Beyond Middle Age

The line between the end of middle age and the beginning of the next phase of our lives is blurry. Honestly, I’m not sure exactly when I crossed over that line. But today, at age 67, I know that I am beyond middle age. My life is different in a myriad of ways. When did it change? When did I realize that I was no longer middle-aged?

I’d like to hear from you first, if you don’t mind. When and how did you realize that you had crossed over the line that marks the end of middle age? Was it a birthday? Did it creep up gradually? Did it hit you with a hammer after you were well beyond middle age? Or, possibly, do you still think you are in the middle age range?

I think we will all enjoy reading each other’s stories.

7 responses to “Beyond Middle Age

  1. Well, I have taken a long time getting around to making my statement on ‘middle age’. I feel that middle aged came and went before I knew it was happening. I worked past 65 and felt that I still had a lot going for me. Now that I have had my 80th birthday, I know that I am way past middle age. Ten years ago I still walked a 15 minute mile and did some gardening in the flowerbeds. Miles now are taking about 22 minutes and I find that the flowerbeds often have more weeds than flowers. I read a book about a year ago the title was ‘Over the Hill, but not out to Pasture. ‘ that is the way I feel now. I still have a lot of living to do so I am not ‘Out to Pasture’ yet!

  2. When I read the statement, “fifty is the youth of old age,” and I was already sixty.

  3. I think it’s a gradual thing. At 70, I thought “This ain’t so bad.” At 75, I thought “Well, it ain’t gettin’ any better.” And when I first learned that my joint pain was a mild form of osteo arthritis, I thought “What did you expect?” I DO think, however, that my life is full of serendipity, especially in friendships and family. Since college I have carried a quote from an artist/nun who made a poster that reads: “To believe in God is to know that all the rules will be fair and there will be wonderful surprises.” (I know, I know, sometimes the rules DON”T seem fair, but I like the quote anyway.)

  4. I really didn’t think about being middle aged until I was well past that point. I remember, when I was about 35, waking up one morning and realizing that I wasn’t a “girl” anymore. Obviously, I am a slow learner. Then, about two years ago, I woke up and saw all of this sagging skin dripping down my arm. It was such a shock I could barely believe it. It must have been like the book, ”Someone Stole my Cheese”. My cheese had been stolen day by day and I did not notice until it was gone! Looking back, I realize it was the year after I lost one of my sons. Whether that contributed to the aging process I don’t know.

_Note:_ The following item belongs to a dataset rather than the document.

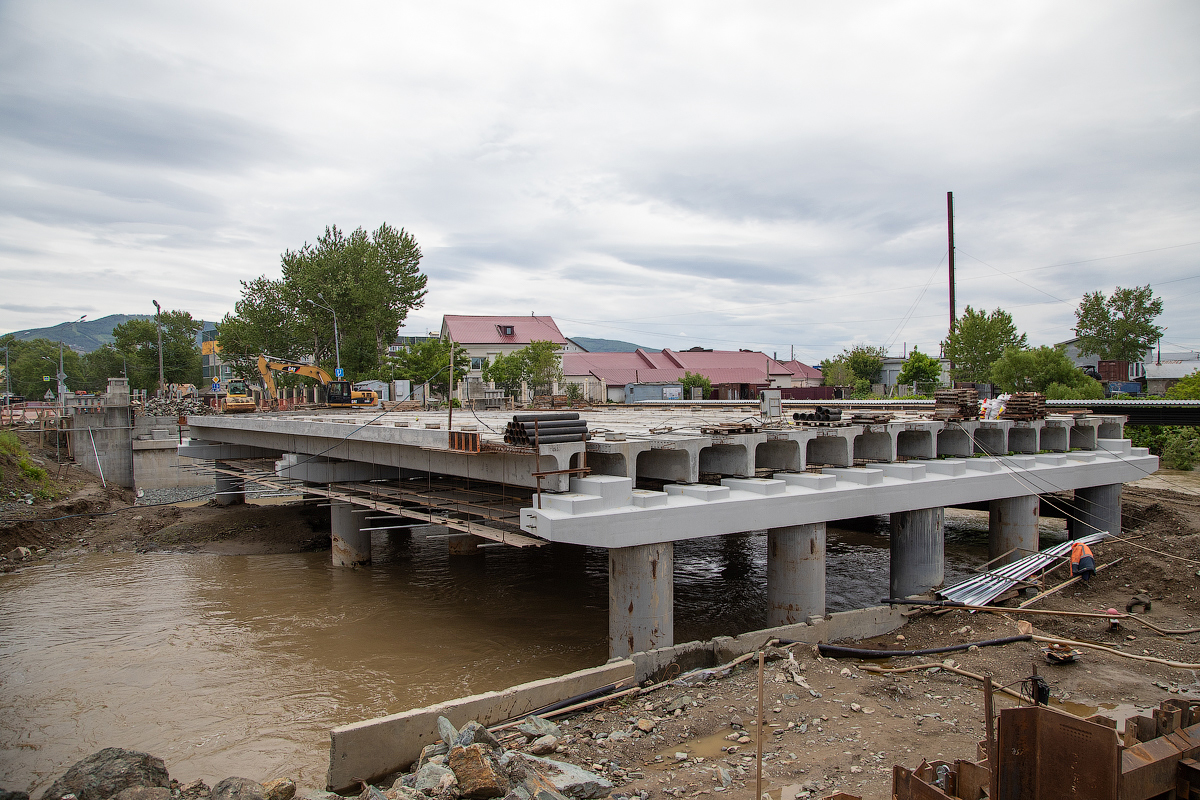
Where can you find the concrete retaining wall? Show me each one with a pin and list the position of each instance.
(377, 747)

One good thing, my body part above my neck is holding up a little better (although I haven’t had cataract surgery yet) so as soon as I find a snazzy body suit I will be back in shape.

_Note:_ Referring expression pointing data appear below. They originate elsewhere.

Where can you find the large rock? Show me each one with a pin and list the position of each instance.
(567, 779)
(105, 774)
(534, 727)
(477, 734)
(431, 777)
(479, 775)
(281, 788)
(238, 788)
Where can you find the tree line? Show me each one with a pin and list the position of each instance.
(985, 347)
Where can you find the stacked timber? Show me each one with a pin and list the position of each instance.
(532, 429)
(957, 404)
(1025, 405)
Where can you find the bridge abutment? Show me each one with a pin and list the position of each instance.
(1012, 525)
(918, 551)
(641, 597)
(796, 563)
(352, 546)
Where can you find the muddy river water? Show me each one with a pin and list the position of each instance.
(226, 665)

    I was in a church group Sunday and we were addressed as the ”young, the middle aged the seniors, and the elderly”. So I don’t mind the term ” senior” anymore. Gads, I’m done.

  5. Your comment about that line between middle age and the next phase being blurry, was just that to me in a most physical way. At my admitted age of 73 seeming to be “no problem; life’s great” became, literally a “knock in the head” right after I had my cataracts removed and replaced by surgery with clear viewing lenses. The “day after” on looking for the first time directly in the mirror, I basically scared my husband with my shrill scream followed by, “Where did all those wrinkles come from?”

    Now, finally, I know that I have floated into “middle age and further.” I am definitely in middle age and beyond. And then, just yesterday, my “younger” neighbor came over to show me her face-life. Egad.

    Final decision: Again, I am definitely over “middle age.” But, by gum, I am full of energy along with wrinkled skin (it’s all over the place) and determined to stay “young” in my head where activity is concerned. (I guess I’ll be in to the “next phase” when I can’t move any more!)

  6. I heard recently that the new middle age is from 65 to 80! That may be a bit extreme but I certainly have trouble considering myself elderly although I do have more trouble physically than I did 10 years ago. The realization that some would consider me “older” has been a little blurry and maybe I just continue to deny it. There certainly was no hammer-dropping experience. I think of others who are just down the road ahead of me a few years as just friends who have not aged anymore than I have. However, people I have not seen in several years can pop up and seem”old” to me.

  7. When did I realize I was no longer middle aged? Perhaps it was when my youngest son became a grandfather! The idea of being a great grandmother intrigued me, but as I’d become a grandmother at age 38, it wasn’t alarming in itself. However, being the mother of a grandfather…that’s something else again.